GPR17 Le plasmide d'activation CRISPR (h) offre une approche ciblée et non destructive pour réguler à la hausse l'expression endogène de GPR17 sans modifier la séquence d'ADN sous-jacente.
GPR17 Le plasmide d'activation CRISPR (h) est un système SAM (synergistic activation mediator) à trois plasmides conçu pour une régulation à la hausse hautement efficace et spécifique du locus GPR17 dans des lignées cellulaires humaines. Le système s'articule autour d'une Cas9 catalytiquement inactive (dCas9) portant deux mutations inactivantes (D10A et N863A) qui éliminent l'activité nucléase tout en préservant la liaison à l'ADN. Cette dCas9 est fusionnée à VP64, un puissant activateur transcriptionnel, et est co-exprimée avec un gène de résistance à la blasticidine pour la sélection. Le deuxième plasmide code pour la protéine de fusion MS2-p65-HSF1, un complexe activateur secondaire qui agit de concert avec dCas9-VP64, ainsi qu'un gène de résistance à l'hygromycine. Le troisième plasmide code pour un ARN guide (sgRNA) de 20 nt spécifique de la cible, fusionné à deux aptamères d'ARN MS2 qui recrutent le complexe MS2-p65-HSF1 vers le site d'activation, accompagné d'un gène de résistance à la puromycine. Les trois plasmides sont délivrés dans un rapport massique de 1:1:1 pour une expression équilibrée de tous les composants du système.
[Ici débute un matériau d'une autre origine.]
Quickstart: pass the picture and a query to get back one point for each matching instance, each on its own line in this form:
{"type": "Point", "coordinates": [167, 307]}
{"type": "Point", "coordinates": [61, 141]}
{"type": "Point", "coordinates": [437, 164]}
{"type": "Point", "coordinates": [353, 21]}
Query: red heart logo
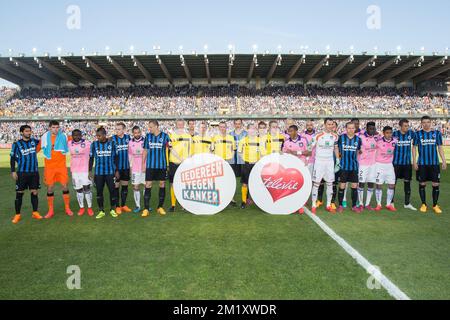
{"type": "Point", "coordinates": [281, 182]}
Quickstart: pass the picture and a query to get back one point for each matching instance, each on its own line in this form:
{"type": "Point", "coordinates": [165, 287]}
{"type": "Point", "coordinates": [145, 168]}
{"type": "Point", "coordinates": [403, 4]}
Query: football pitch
{"type": "Point", "coordinates": [236, 254]}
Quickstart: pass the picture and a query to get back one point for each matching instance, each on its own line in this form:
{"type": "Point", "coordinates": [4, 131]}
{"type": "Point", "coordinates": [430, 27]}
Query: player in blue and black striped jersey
{"type": "Point", "coordinates": [156, 152]}
{"type": "Point", "coordinates": [122, 140]}
{"type": "Point", "coordinates": [24, 153]}
{"type": "Point", "coordinates": [428, 143]}
{"type": "Point", "coordinates": [402, 159]}
{"type": "Point", "coordinates": [347, 149]}
{"type": "Point", "coordinates": [103, 158]}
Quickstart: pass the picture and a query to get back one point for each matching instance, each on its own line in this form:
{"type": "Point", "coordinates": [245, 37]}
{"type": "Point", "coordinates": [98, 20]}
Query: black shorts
{"type": "Point", "coordinates": [403, 172]}
{"type": "Point", "coordinates": [237, 169]}
{"type": "Point", "coordinates": [155, 174]}
{"type": "Point", "coordinates": [28, 181]}
{"type": "Point", "coordinates": [245, 172]}
{"type": "Point", "coordinates": [172, 169]}
{"type": "Point", "coordinates": [124, 175]}
{"type": "Point", "coordinates": [429, 173]}
{"type": "Point", "coordinates": [348, 176]}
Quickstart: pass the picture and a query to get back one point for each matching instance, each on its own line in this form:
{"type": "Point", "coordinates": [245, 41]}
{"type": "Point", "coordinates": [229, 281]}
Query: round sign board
{"type": "Point", "coordinates": [204, 184]}
{"type": "Point", "coordinates": [280, 184]}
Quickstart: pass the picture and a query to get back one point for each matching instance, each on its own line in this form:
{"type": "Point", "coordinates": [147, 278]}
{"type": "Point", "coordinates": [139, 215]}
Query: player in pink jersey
{"type": "Point", "coordinates": [296, 145]}
{"type": "Point", "coordinates": [366, 161]}
{"type": "Point", "coordinates": [385, 172]}
{"type": "Point", "coordinates": [136, 155]}
{"type": "Point", "coordinates": [79, 166]}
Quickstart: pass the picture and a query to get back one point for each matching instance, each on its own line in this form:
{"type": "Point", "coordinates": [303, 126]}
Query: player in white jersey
{"type": "Point", "coordinates": [323, 145]}
{"type": "Point", "coordinates": [136, 154]}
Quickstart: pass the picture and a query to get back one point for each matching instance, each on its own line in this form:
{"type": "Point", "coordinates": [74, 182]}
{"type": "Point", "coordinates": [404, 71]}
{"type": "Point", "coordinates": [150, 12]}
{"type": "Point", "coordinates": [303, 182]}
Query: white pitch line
{"type": "Point", "coordinates": [391, 288]}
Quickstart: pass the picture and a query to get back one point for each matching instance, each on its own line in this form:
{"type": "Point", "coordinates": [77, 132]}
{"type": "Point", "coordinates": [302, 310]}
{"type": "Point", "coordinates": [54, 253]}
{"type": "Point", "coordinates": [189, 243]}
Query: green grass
{"type": "Point", "coordinates": [236, 254]}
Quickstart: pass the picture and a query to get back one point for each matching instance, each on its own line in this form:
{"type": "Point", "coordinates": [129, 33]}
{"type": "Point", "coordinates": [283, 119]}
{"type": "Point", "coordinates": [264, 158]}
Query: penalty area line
{"type": "Point", "coordinates": [390, 287]}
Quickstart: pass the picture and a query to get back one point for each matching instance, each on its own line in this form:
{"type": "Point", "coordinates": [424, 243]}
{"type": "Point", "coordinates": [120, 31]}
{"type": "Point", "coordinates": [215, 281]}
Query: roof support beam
{"type": "Point", "coordinates": [294, 69]}
{"type": "Point", "coordinates": [52, 79]}
{"type": "Point", "coordinates": [208, 73]}
{"type": "Point", "coordinates": [164, 70]}
{"type": "Point", "coordinates": [58, 72]}
{"type": "Point", "coordinates": [11, 78]}
{"type": "Point", "coordinates": [399, 70]}
{"type": "Point", "coordinates": [377, 71]}
{"type": "Point", "coordinates": [316, 69]}
{"type": "Point", "coordinates": [122, 71]}
{"type": "Point", "coordinates": [419, 70]}
{"type": "Point", "coordinates": [273, 68]}
{"type": "Point", "coordinates": [336, 70]}
{"type": "Point", "coordinates": [252, 68]}
{"type": "Point", "coordinates": [433, 73]}
{"type": "Point", "coordinates": [101, 72]}
{"type": "Point", "coordinates": [83, 74]}
{"type": "Point", "coordinates": [15, 71]}
{"type": "Point", "coordinates": [357, 70]}
{"type": "Point", "coordinates": [144, 71]}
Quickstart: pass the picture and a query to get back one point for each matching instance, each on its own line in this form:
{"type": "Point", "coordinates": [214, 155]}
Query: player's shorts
{"type": "Point", "coordinates": [428, 173]}
{"type": "Point", "coordinates": [367, 174]}
{"type": "Point", "coordinates": [311, 168]}
{"type": "Point", "coordinates": [80, 179]}
{"type": "Point", "coordinates": [245, 172]}
{"type": "Point", "coordinates": [403, 172]}
{"type": "Point", "coordinates": [237, 169]}
{"type": "Point", "coordinates": [385, 173]}
{"type": "Point", "coordinates": [138, 178]}
{"type": "Point", "coordinates": [348, 176]}
{"type": "Point", "coordinates": [56, 175]}
{"type": "Point", "coordinates": [323, 170]}
{"type": "Point", "coordinates": [124, 175]}
{"type": "Point", "coordinates": [156, 175]}
{"type": "Point", "coordinates": [172, 169]}
{"type": "Point", "coordinates": [27, 181]}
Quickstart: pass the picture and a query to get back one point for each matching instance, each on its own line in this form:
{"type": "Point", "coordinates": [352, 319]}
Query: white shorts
{"type": "Point", "coordinates": [323, 170]}
{"type": "Point", "coordinates": [80, 179]}
{"type": "Point", "coordinates": [137, 178]}
{"type": "Point", "coordinates": [385, 173]}
{"type": "Point", "coordinates": [367, 174]}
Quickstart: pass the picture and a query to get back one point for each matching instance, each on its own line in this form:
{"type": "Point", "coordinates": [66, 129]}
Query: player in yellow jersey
{"type": "Point", "coordinates": [275, 138]}
{"type": "Point", "coordinates": [180, 144]}
{"type": "Point", "coordinates": [223, 145]}
{"type": "Point", "coordinates": [250, 150]}
{"type": "Point", "coordinates": [201, 142]}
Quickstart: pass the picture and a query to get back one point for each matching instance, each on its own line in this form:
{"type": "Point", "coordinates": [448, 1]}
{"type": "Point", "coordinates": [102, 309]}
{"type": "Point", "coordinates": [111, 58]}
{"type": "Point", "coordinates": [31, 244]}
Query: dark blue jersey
{"type": "Point", "coordinates": [122, 151]}
{"type": "Point", "coordinates": [156, 147]}
{"type": "Point", "coordinates": [348, 149]}
{"type": "Point", "coordinates": [24, 153]}
{"type": "Point", "coordinates": [104, 155]}
{"type": "Point", "coordinates": [402, 152]}
{"type": "Point", "coordinates": [427, 143]}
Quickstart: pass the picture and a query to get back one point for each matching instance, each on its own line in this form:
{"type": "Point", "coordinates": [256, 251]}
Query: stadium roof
{"type": "Point", "coordinates": [231, 68]}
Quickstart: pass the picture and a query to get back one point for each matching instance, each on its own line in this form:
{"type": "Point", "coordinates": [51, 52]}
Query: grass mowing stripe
{"type": "Point", "coordinates": [390, 287]}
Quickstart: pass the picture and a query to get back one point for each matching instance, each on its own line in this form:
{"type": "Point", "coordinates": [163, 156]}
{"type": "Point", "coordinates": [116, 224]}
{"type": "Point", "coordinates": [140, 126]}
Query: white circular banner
{"type": "Point", "coordinates": [204, 184]}
{"type": "Point", "coordinates": [280, 184]}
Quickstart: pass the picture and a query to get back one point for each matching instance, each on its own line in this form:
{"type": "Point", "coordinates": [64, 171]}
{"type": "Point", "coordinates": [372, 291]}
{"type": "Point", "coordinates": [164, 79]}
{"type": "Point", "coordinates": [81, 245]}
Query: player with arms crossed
{"type": "Point", "coordinates": [136, 157]}
{"type": "Point", "coordinates": [104, 156]}
{"type": "Point", "coordinates": [24, 152]}
{"type": "Point", "coordinates": [323, 168]}
{"type": "Point", "coordinates": [347, 149]}
{"type": "Point", "coordinates": [402, 159]}
{"type": "Point", "coordinates": [385, 172]}
{"type": "Point", "coordinates": [156, 148]}
{"type": "Point", "coordinates": [429, 144]}
{"type": "Point", "coordinates": [79, 149]}
{"type": "Point", "coordinates": [121, 140]}
{"type": "Point", "coordinates": [367, 160]}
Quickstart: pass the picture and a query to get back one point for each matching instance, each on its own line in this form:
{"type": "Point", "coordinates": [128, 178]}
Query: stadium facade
{"type": "Point", "coordinates": [256, 70]}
Une fois assemblé au locus cible, le complexe SAM se lie à environ 200 pb en amont du site de départ de la transcription GPR17, où VP64, p65 et HSF1 agissent de concert pour recruter la machinerie transcriptionnelle et induire une régulation à la hausse de l'expression endogène de GPR17. Contrairement à Cas9, qui possède une activité nucléase, dCas9 n'introduit pas de cassures double brin ni ne modifie la séquence génomique, préservant ainsi le locus GPR17 natif et permettant l'étude des réponses transcriptionnelles dépendantes de GPR17 au niveau du locus endogène, ce qui en fait un outil précieux pour les études fonctionnelles, l'identification de gènes cibles et la modélisation de la restauration de la voie GPR17 dans les cellules tumorales présentant une expression de GPR17 silencée ou réduite.
Réservé à la recherche. N'est pas destiné à un usage diagnostique ou thérapeutique.